Post by **mark** » Tue Nov 27, 2001 12:07 pm

Yes, webinator . See http://www.thunderstone.com/site/webina ... de110.html

That won't help if there's extraneous trailing space though. You should load the file into notepad, delete the trailing spaces, then save it.

vallinem · Post by **vallinem** » Tue Nov 27, 2001 1:24 pm

Good news and bad news:

1) Good news: when I added the Webinator user agent to robots.txt, the indexer started recognizing the file (although it listed the exclusions twice, presumably because they were all listed under Webinator and also under *)

2) Bad news: Even with the exclusions listed, the walk is still indexing directories that shouldn't be indexed. I do notice that there's a case difference - both the file name & the link name (on our Web pages) are in mixed case (I realize that was poor planning on our part) but the error message shows in lower case.

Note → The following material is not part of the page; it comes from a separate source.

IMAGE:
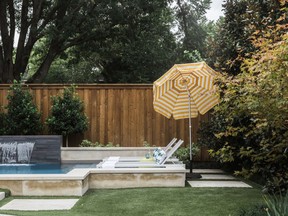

Here's what the walk shows:

started 1 (932) on http://countynet/
robots.txt excludes the following prefixes:
http://countynet/apps/bps2001/
<others, not relevant>
http://countynet/misc/Grants/AerialImages/
http://countynet/misc/Grants/KernDataDemog/
<others, not relevant>
http://countynet/NTAdmin/
http://countynet/Webinator/

156 pages fetched (12,233,748 bytes) from http://countynet/
11 errors
5 duplicate pages
<SNIP>
The link : http://countynet/misc/grants/kerndatademog/kern data p5.htm
Had this error: Invalid url: spaces translated to %20 for retry

I tried adding

/misc/grants/kerndatademog/

in the exclusions, and it showed as same on the walk report, but the above error still came up. The weird thing is that that kerndatademog directory has about 30 files in it (with the embedded spaces in the filename), and only 3 - 4 are erroring.

Also, when I listed URL's for the walk, this was included:

http://countynet/misc/grants/KernDataDe ... ocator.asp

P.S. On the plus side, problem seems to only affect this directory - other directories that were listed in the exclusions are now being excluded.

Post by **mark** » Tue Nov 27, 2001 3:01 pm

Case doesn't matter for the exclusions. You'll probably want to be using the "ignore case" flag to handle the inconsistent naming.

Make sure you don't have any extra spaces on the exclusion line.